Social responsibility was also a palpable driver of behavior and decision-making on both a micro and macro scale in Japan. This theme manifested in the personal choices of individuals (such as the cultural custom to prioritize the elderly that resulted in many refraining from visiting loved ones of advanced age), as well as the behaviors of stakeholders in COVID-19 response. For example, one expert explained that Japan did not equip its preparedness and response infrastructure to counter such a massive emerging infectious disease outbreak as COVID-19 and that Japan’s system is obscure. In the absence of a clearly defined role, this expert found himself, along with his colleagues, acting out of a sense of responsibility rather than based on a predetermined plan or governing framework. Similar examples came up in discussions repeatedly and across industries.

Absent many of the formal public health preparedness and response structures in the U.S., the Japanese people simply behaved in accordance with their culture to follow the rules, trust in their public systems, and conform.

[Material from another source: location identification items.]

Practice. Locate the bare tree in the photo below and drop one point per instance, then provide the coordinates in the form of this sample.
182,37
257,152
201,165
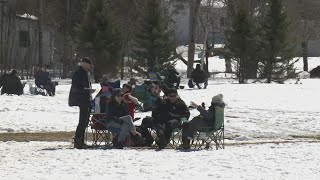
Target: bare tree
193,24
306,22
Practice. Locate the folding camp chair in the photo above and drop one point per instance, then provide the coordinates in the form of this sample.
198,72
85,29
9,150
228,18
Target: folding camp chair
141,92
100,133
176,138
206,135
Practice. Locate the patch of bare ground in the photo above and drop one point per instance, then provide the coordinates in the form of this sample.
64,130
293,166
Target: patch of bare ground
42,136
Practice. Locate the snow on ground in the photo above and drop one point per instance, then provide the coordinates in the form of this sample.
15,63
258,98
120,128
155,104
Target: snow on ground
253,110
254,113
41,160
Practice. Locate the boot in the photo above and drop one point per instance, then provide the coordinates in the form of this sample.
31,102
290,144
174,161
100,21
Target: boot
185,144
161,140
78,144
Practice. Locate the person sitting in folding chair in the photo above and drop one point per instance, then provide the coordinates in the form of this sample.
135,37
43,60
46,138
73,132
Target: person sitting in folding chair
198,76
43,81
129,99
166,117
205,119
118,118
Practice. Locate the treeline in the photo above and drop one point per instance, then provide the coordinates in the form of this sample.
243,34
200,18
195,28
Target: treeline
259,34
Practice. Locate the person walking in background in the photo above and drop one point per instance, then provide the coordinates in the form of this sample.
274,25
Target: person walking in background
11,84
79,95
42,80
199,76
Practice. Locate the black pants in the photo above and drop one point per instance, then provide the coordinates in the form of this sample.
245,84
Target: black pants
205,81
190,128
50,88
83,123
163,130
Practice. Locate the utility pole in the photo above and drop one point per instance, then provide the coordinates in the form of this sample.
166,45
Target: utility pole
1,29
40,28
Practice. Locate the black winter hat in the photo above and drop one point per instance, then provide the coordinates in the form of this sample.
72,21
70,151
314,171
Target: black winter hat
172,91
116,92
86,60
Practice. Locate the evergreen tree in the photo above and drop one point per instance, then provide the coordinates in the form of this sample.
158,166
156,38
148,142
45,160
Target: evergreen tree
153,43
276,53
241,40
100,38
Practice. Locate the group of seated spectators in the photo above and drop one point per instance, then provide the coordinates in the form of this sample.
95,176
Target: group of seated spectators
169,112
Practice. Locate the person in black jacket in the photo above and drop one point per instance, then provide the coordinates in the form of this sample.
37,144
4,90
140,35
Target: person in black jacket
206,118
42,80
118,119
11,84
79,95
166,117
199,76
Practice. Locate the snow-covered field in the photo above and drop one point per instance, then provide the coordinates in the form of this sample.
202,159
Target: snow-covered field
40,160
254,113
253,110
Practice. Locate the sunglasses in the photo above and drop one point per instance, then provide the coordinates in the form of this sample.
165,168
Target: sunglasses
120,95
172,95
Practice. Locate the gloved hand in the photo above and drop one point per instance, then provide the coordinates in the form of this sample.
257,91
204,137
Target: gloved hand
174,116
140,104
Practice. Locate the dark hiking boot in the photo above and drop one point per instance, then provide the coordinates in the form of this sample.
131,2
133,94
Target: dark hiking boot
184,146
78,144
161,140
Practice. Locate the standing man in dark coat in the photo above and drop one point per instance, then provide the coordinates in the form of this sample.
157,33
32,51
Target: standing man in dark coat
80,93
11,84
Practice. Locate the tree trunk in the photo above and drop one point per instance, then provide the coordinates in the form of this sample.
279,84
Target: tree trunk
193,23
304,46
122,67
228,64
40,20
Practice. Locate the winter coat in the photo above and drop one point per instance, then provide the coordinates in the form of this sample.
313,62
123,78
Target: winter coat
11,85
42,78
210,115
80,89
167,111
115,110
198,75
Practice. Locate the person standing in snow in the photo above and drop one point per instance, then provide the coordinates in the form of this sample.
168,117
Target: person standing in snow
206,118
199,76
79,95
11,84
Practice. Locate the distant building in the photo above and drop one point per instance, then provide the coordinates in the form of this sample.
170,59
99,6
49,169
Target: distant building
20,42
219,14
215,29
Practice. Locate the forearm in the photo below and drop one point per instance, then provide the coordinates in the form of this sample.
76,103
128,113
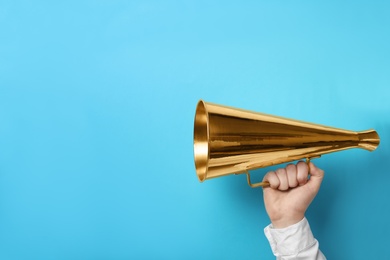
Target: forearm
294,242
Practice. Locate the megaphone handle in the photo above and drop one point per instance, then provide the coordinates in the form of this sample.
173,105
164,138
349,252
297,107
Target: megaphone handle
266,183
255,185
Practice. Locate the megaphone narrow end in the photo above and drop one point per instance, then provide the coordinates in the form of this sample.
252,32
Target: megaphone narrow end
369,140
201,143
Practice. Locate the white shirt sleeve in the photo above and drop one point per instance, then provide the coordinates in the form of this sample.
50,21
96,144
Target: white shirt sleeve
294,242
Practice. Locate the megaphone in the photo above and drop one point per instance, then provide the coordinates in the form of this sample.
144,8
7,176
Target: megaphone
229,140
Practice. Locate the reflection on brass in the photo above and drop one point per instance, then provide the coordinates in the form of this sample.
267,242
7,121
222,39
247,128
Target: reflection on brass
231,141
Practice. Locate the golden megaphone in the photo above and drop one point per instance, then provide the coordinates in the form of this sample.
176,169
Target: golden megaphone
231,141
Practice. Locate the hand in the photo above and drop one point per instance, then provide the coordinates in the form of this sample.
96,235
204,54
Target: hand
291,192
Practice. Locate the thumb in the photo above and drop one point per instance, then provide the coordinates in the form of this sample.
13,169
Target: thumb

In an unprecedented pandemic driven by human behaviors, such as to wear a mask or to not wear a mask, the cumulative actions of the population as governed by Japan’s cultural makeup was paramount. Case rates aside, this SEED trip demonstrated that as public health practitioners, it is easy take culture for granted. At worst, we consider culture in the aftermath of an event and at best we identify it as something to account for in preparedness. However, Japan’s pandemic success, despite organizational and legal authority challenges, makes it clear to not only account culture, but also it is a critical driver of success. If we fail to center on sociocultural factors, even the most well-devised strategies can fall flat.

Future Collaboration and Leadership in Public Health Response

My experience as a SEED delegate provided me with fresh perspectives on how to utilize public health practice in a response context, as well as a greater understanding of Japan’s relationship with the U.S. At the time of my visit, Japanese officials and experts were working towards developing their own CDC-like body that would serve a similar function as the CDC in the United States. This will better equip Japan’s central government to coordinate and function within clearly defined roles. Furthermore, having parallel structures could allow the U.S. and Japan to leverage potential organizational synergies when the next threat arises. Deepening relationships with likeminded countries such as Japan will play a significant role in the road ahead.

 

Ms. Morrell wrote in her personal capacity. The views and interpretations expressed by the author are solely her own.

Alana Morrell is an Interdisciplinary Scientist in the Administration for Strategic Preparedness and Response, where she contributes her knowledge and understanding of capability-based requirements, strategy development, and legislative authorities. She has over 5 years of experience working in the public health preparedness space, through which she contributed to the latest iteration of the National Health Security Strategy. In addition to her preparedness experience, Ms. Morrell evaluated environmental health programs, such as the Toxics Release Inventory Program, while serving as a Health Scientist within the Office of the Inspector General at the Environmental Protection Agency.

Ms. Morrell received a Master of Public Health from George Washington University and conducted research on the preconception health of African American women as part of her studies. She also holds a Bachelor of Arts in Sociology from the University of Florida.